Em geral, esses filmes retratavam uma sociedade que buscava independência, ainda influenciada pelos ideais libertários dos anos 1960 – o famoso “é proibido proibir”. Sonhava-se com uma vida para além do cordão umbilical: carreiras, cursos, aluguel, liberdade. Permanecer na casa dos pais após os 18 anos era sinônimo de fracasso.

Já os anos 2010, impulsionados pelo que alguns chamavam de “ressaca do século das guerras”, e especialmente a década de 2020, inauguraram uma nova adolescência. Incertezas sobre carreira, bloqueios afetivos devido à supervalorização da linguagem correta, superproteção familiar e impaciência com as inquietações naturais da idade levaram os jovens à Era dos Ansiolíticos. Estáticos, frios e aprisionados no próprio tempo, tornaram-se excessivamente dependentes. Passaram a temer aquilo que antes era desejo e desejar aquilo que antes era visto como repulsivo.

Cena de “Adolescência”

Não saem da casa dos pais. Não buscam carreiras. São órfãos da independência que nunca habitaram seus corpos. Não querem relações e tampouco valorizam amizades presenciais.

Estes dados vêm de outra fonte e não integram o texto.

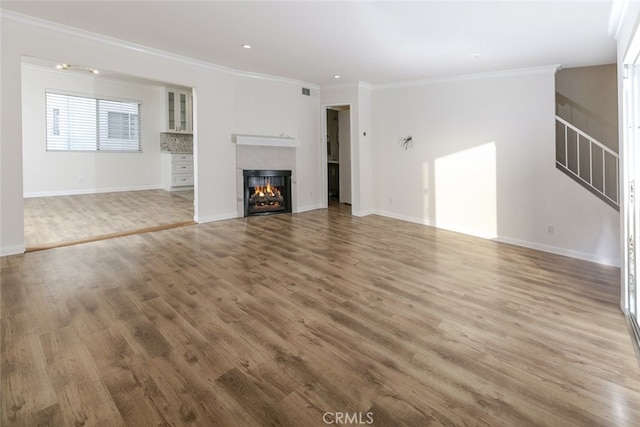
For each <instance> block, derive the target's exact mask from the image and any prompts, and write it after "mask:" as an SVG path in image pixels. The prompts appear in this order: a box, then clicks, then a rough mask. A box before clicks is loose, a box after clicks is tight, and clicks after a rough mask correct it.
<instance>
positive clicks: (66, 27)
mask: <svg viewBox="0 0 640 427" xmlns="http://www.w3.org/2000/svg"><path fill="white" fill-rule="evenodd" d="M0 18H3V19H9V20H11V21H14V22H19V23H21V24H25V25H31V26H35V27H38V28H43V29H46V30H49V31H54V32H57V33H60V34H65V35H71V36H74V37H78V38H82V39H84V40H89V41H92V42H96V43H100V44H105V45H109V46H115V47H118V48H122V49H127V50H131V51H135V52H139V53H143V54H147V55H151V56H155V57H157V58H162V59H166V60H170V61H175V62H179V63H182V64H185V65H189V66H191V67H199V68H203V69H207V70H211V71H217V72H221V73H226V74H231V75H234V76H239V77H248V78H253V79H262V80H269V81H274V82H279V83H287V84H295V85H304V86H305V87H310V88H314V89H320V87H319V86H318V85H316V84H314V83H310V82H305V81H302V80H296V79H290V78H287V77H280V76H272V75H269V74H261V73H254V72H250V71H243V70H236V69H234V68H230V67H225V66H222V65H218V64H214V63H211V62H206V61H201V60H199V59H195V58H190V57H187V56H182V55H178V54H175V53H171V52H167V51H164V50H160V49H155V48H152V47H149V46H145V45H141V44H137V43H132V42H129V41H126V40H121V39H117V38H115V37H111V36H105V35H103V34H98V33H93V32H91V31H86V30H81V29H79V28H75V27H70V26H68V25H63V24H59V23H56V22H51V21H46V20H44V19H40V18H35V17H33V16H28V15H23V14H21V13H16V12H12V11H8V10H4V9H0Z"/></svg>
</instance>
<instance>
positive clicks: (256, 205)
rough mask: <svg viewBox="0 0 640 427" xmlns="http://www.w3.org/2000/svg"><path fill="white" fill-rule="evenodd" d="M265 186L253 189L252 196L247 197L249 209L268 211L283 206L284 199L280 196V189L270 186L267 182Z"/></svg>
mask: <svg viewBox="0 0 640 427" xmlns="http://www.w3.org/2000/svg"><path fill="white" fill-rule="evenodd" d="M265 184H266V185H259V186H256V187H254V188H253V194H252V195H251V196H250V197H249V205H250V207H251V209H257V210H268V209H274V208H276V209H279V208H281V207H282V206H283V205H284V197H282V194H280V189H279V188H278V187H273V186H271V183H270V182H269V181H266V183H265Z"/></svg>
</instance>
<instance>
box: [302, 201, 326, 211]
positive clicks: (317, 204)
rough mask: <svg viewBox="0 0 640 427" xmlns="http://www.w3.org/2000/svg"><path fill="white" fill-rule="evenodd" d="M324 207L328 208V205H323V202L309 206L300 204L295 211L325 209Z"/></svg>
mask: <svg viewBox="0 0 640 427" xmlns="http://www.w3.org/2000/svg"><path fill="white" fill-rule="evenodd" d="M323 208H326V206H322V203H318V204H315V205H308V206H298V208H297V210H296V211H295V212H294V213H302V212H307V211H315V210H316V209H323Z"/></svg>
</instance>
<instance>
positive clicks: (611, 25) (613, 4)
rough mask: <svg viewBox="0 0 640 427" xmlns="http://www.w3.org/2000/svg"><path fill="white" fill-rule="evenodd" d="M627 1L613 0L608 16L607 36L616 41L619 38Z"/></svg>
mask: <svg viewBox="0 0 640 427" xmlns="http://www.w3.org/2000/svg"><path fill="white" fill-rule="evenodd" d="M628 4H629V1H628V0H613V4H612V5H611V12H610V14H609V30H608V34H609V35H610V36H613V37H614V38H615V39H616V40H618V39H619V38H620V30H621V28H622V24H623V22H624V17H625V15H626V13H627V6H628Z"/></svg>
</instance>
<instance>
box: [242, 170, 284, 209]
mask: <svg viewBox="0 0 640 427" xmlns="http://www.w3.org/2000/svg"><path fill="white" fill-rule="evenodd" d="M242 176H243V177H244V216H251V215H269V214H275V213H286V212H289V213H291V171H290V170H243V171H242Z"/></svg>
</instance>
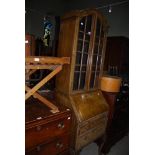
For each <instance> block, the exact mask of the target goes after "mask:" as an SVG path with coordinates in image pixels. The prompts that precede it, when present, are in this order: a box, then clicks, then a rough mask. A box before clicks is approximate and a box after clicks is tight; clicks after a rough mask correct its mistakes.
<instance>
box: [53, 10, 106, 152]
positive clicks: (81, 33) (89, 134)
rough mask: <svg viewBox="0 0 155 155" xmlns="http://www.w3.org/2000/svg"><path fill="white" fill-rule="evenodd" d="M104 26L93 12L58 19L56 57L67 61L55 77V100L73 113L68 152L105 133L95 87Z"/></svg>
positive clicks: (100, 67)
mask: <svg viewBox="0 0 155 155" xmlns="http://www.w3.org/2000/svg"><path fill="white" fill-rule="evenodd" d="M107 31H108V23H107V20H106V18H105V17H104V16H103V15H102V14H101V13H100V12H98V11H97V10H83V11H73V12H70V13H68V14H66V15H64V16H63V17H62V21H61V27H60V35H59V47H58V56H60V57H62V56H67V57H70V58H71V64H70V65H68V66H65V67H64V69H63V70H62V72H61V73H60V74H58V75H57V78H56V100H57V101H58V102H60V103H61V104H64V105H66V106H68V107H69V108H71V109H72V110H73V125H72V136H71V150H72V151H71V152H72V153H73V154H78V153H79V150H81V149H82V148H83V147H84V146H86V145H87V144H89V143H90V142H93V141H94V140H95V139H97V138H98V137H100V136H102V135H103V134H104V132H105V128H106V125H107V119H108V105H107V102H106V100H105V98H104V97H103V95H102V92H101V91H100V90H99V88H98V82H99V77H100V76H101V75H102V71H103V61H104V54H105V46H106V36H107Z"/></svg>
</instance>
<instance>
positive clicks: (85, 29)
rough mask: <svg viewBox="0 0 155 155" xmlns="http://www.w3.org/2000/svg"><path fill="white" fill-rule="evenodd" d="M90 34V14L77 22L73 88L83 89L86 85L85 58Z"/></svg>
mask: <svg viewBox="0 0 155 155" xmlns="http://www.w3.org/2000/svg"><path fill="white" fill-rule="evenodd" d="M91 34H92V15H90V16H85V17H83V18H82V19H81V20H80V22H79V32H78V42H77V51H76V62H75V70H74V80H73V90H83V89H85V87H86V72H87V66H88V65H87V60H88V55H89V48H90V40H91Z"/></svg>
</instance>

Não poderia ser diferente: os filmes dessa geração refletem exatamente o que sentem. Séries sobre comportamento suicida, internações psiquiátricas, traumas familiares e isolamento social dominam as telas. Além disso, a separação entre os gêneros se intensificou – ora impulsionada pelo radicalismo dos redpills, ora pela incapacidade emocional dos próprios pais.

Os adolescentes estão doentes. E nós nos esquecemos de que o mundo será deles.